After hard work, Bettis ready to lead rotation

Rockies right-hander ended 2015 with 2.97 ERA in final seven starts

After hard work, Bettis ready to lead rotation

DENVER -- Rockies pitcher Chad Bettis had more to say to manager Walt Weiss than goodbye.

Of course, when Weiss called Bettis into his office July 29, 2014, Bettis knew his 9.12 ERA in 21 relief appearances screamed for a demotion to Triple-A. But Bettis needed to speak up.

"I was a little more proactive about wanting to be a starter," Bettis said. "It was hard. There was some anxiety about that because I didn't know how he would take it. But at the same time it was something that I needed to do."

Bettis received his wish, although it meant he had to finish 2014 and start '15 in Triple-A. He made it pay off by going 8-6 with a 4.23 ERA in 20 starts. Bettis had consecutive starts when he held the Giants to two runs in 8 1/3 innings at home on May 24 and went 7 1/3 hitless innings in a win at Philadelphia on May 29. He went 3-2 with a 2.97 ERA in his final seven starts.

Now it's Bettis' turn to fulfill the Rockies' desire -- for a rotation leader.

Bettis' stellar start

Whether it's spending power, desire to spend or interest from star pitchers, Colorado doesn't have enough to land a star via free agency. The trade market looks as if it won't bring an established star, but more like what it has produced in the past -- a solid mid-rotation type, a rising youngster or a top prospect.

During the Rockies' last competitive period, 2007-10, their leaders were homegrown -- Aaron Cook, Jeff Francis and, for a brief but golden period, Ubaldo Jimenez. All, like Bettis today, suffered early before developing the toughness necessary for one to make half his starts at pitcher-unfriendly Coors Field.

If Bettis becomes a key starter, trace it to the tough conversation.

"I didn't want it just to be another situation where you're sending a guy out," Weiss said. "I wanted to go deeper than that, because I was struggling with it.
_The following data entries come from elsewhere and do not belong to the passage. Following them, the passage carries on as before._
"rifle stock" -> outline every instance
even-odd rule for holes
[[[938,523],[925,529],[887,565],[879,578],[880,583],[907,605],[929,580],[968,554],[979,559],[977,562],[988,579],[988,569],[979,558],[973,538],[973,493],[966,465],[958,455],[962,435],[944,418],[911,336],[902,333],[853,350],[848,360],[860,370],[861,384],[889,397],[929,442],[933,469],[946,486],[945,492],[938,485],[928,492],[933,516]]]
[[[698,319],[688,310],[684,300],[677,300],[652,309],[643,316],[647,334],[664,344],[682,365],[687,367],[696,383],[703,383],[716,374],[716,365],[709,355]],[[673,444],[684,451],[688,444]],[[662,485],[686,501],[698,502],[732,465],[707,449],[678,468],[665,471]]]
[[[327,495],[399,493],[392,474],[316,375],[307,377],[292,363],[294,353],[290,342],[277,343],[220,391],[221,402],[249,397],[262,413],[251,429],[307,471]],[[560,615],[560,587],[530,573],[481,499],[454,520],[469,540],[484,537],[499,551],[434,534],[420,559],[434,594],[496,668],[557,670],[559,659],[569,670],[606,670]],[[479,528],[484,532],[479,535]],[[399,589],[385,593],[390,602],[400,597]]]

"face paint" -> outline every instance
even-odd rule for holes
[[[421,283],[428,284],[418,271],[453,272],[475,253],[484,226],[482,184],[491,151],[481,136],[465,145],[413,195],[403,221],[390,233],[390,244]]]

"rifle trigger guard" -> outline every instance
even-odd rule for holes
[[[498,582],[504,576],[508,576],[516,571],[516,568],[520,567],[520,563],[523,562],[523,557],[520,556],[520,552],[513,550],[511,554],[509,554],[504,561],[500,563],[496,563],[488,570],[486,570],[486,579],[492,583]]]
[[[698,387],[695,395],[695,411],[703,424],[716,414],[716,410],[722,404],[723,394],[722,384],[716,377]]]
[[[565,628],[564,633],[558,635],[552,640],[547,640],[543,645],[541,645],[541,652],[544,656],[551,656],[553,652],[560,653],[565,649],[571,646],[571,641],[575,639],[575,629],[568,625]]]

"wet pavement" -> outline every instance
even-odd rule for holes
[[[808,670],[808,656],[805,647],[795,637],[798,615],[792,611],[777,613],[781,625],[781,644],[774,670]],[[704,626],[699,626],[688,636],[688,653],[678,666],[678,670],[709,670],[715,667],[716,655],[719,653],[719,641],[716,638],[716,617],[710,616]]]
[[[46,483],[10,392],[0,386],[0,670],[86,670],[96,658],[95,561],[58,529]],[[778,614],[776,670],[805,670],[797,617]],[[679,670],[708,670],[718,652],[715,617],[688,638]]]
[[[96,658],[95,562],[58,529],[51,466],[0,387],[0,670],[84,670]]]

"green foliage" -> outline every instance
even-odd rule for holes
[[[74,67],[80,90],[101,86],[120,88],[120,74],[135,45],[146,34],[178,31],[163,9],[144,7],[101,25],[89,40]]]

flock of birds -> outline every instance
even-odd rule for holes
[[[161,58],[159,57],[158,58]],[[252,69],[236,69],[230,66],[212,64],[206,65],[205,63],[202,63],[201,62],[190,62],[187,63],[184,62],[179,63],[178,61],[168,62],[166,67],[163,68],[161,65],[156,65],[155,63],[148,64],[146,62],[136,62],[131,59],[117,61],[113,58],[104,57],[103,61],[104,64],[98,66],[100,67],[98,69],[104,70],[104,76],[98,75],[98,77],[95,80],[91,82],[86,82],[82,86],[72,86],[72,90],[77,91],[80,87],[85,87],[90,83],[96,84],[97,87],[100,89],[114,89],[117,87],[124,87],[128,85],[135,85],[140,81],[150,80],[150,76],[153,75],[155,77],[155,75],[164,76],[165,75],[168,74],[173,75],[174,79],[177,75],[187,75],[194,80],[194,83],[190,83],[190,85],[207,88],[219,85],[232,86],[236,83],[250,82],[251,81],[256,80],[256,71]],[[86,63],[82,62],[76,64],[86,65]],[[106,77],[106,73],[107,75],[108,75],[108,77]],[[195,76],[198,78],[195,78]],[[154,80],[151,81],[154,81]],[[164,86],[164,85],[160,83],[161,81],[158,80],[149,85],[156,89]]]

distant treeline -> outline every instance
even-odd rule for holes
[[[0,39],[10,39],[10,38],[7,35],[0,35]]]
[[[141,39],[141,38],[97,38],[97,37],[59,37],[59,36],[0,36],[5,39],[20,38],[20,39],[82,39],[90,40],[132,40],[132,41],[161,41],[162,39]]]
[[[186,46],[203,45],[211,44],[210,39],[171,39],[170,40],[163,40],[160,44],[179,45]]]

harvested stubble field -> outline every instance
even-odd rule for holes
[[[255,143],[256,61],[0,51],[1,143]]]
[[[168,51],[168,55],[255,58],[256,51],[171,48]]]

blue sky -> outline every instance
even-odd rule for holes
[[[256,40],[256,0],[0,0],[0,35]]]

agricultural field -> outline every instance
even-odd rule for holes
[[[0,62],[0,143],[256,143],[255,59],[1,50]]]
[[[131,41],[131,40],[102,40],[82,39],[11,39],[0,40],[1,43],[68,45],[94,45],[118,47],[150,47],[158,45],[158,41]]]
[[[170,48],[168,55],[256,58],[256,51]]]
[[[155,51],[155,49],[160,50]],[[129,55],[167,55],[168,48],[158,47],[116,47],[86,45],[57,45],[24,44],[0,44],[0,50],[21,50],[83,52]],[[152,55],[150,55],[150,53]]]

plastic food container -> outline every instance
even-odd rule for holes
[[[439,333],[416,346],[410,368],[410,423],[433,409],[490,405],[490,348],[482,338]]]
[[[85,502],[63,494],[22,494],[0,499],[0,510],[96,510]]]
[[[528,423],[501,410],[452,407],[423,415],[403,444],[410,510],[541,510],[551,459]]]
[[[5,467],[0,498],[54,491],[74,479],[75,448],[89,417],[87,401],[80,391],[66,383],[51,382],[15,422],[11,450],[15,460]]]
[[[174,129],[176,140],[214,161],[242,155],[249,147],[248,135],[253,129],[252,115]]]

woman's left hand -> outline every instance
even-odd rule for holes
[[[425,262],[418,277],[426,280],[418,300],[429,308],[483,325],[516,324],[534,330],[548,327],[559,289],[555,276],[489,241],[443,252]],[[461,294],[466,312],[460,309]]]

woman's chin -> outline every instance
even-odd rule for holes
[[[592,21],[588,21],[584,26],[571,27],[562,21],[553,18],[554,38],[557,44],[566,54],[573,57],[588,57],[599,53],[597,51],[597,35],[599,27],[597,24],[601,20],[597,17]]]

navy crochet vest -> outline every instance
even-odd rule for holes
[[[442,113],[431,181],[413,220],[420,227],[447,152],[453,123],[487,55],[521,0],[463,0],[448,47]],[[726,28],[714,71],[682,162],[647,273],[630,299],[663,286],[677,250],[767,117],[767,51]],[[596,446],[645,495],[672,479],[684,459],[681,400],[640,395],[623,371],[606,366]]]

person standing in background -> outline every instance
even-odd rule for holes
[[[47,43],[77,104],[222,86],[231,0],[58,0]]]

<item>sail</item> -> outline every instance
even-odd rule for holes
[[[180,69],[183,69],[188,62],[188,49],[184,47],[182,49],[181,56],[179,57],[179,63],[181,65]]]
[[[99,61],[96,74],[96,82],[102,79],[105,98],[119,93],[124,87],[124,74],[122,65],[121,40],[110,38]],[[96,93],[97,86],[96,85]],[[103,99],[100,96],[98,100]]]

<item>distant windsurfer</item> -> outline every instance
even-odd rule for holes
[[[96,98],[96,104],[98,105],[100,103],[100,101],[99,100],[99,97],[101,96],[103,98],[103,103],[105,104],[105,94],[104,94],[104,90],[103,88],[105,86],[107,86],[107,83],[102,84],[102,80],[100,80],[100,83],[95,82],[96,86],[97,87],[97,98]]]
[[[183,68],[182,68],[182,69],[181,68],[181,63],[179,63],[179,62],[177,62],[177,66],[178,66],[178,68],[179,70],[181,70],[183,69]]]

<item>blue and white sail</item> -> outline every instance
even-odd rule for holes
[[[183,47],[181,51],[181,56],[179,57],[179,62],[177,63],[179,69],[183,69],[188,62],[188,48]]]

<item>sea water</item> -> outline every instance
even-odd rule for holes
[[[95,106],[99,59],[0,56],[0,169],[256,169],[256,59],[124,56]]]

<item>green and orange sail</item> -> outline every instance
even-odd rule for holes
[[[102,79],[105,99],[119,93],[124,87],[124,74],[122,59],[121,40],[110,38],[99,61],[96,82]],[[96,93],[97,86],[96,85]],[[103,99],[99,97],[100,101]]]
I know what I saw in him. It just wasn't translating."

Bettis made five Triple-A starts to end 2014 and began Spring Training 2015 not in games, but on practice mounds working under pitching coach Steve Foster and bullpen coach Darren Holmes to ensure his momentum went toward the plate. Even with the Rockies barely able to field a rotation by Opening Day, Bettis began the regular year at Triple-A Albuquerque, where he made five starts.

"Initially it was a little bit frustrating, but I knew that I had to get this done to be successful," said Bettis, a starter and reliever at Texas Tech before Colorado made him a second-round pick in 2010. "I knew that it was my turn. Honestly, it's an opportunity you don't get a lot."

Rock Talk: Chad Bettis

The cleaner delivery helped his fastball command, which set up a curveball and changeup that work the bottom of the strike zone and lower. Areas to improve are glove-side effectiveness (he was mixing a slider and cutter by season's end) and right-on-right efficiency (righties hit .284 with an .806 OPS, as opposed to .252 and .737 for lefties).

But the Rockies say once Bettis nails the basics, the intangibles will shine.

"We have that guy in this room -- it is Chad Bettis, who has had success here, has thrown quality games, knows how to get himself ready," catcher Nick Hundley said. "I don't think you have to have a guy with 10 years."

Rockies general manager Jeff Bridich said, "He's got a chance to be part of a leadership group. He's got an adult mentality and seriousness about his craft, and a desire to be part of something bigger than himself."

Whether the Rockies are right depends on Bettis, who must dissect his 2015 and show in Spring Training that he has prepared for 2016 accordingly.

"It started showing up later in the season when the younger guys were up," Foster said. "He already started doing, 'Follow my actions and my words.' That's important."

Bettis embraces the task.

"That's something that we need, and I'm not afraid to stick my neck out there for any one of these guys," he said. "It's just that you must get to a point where you earn the respect of your players and you start to build a foundation off of that. Then, when you speak, it's heard."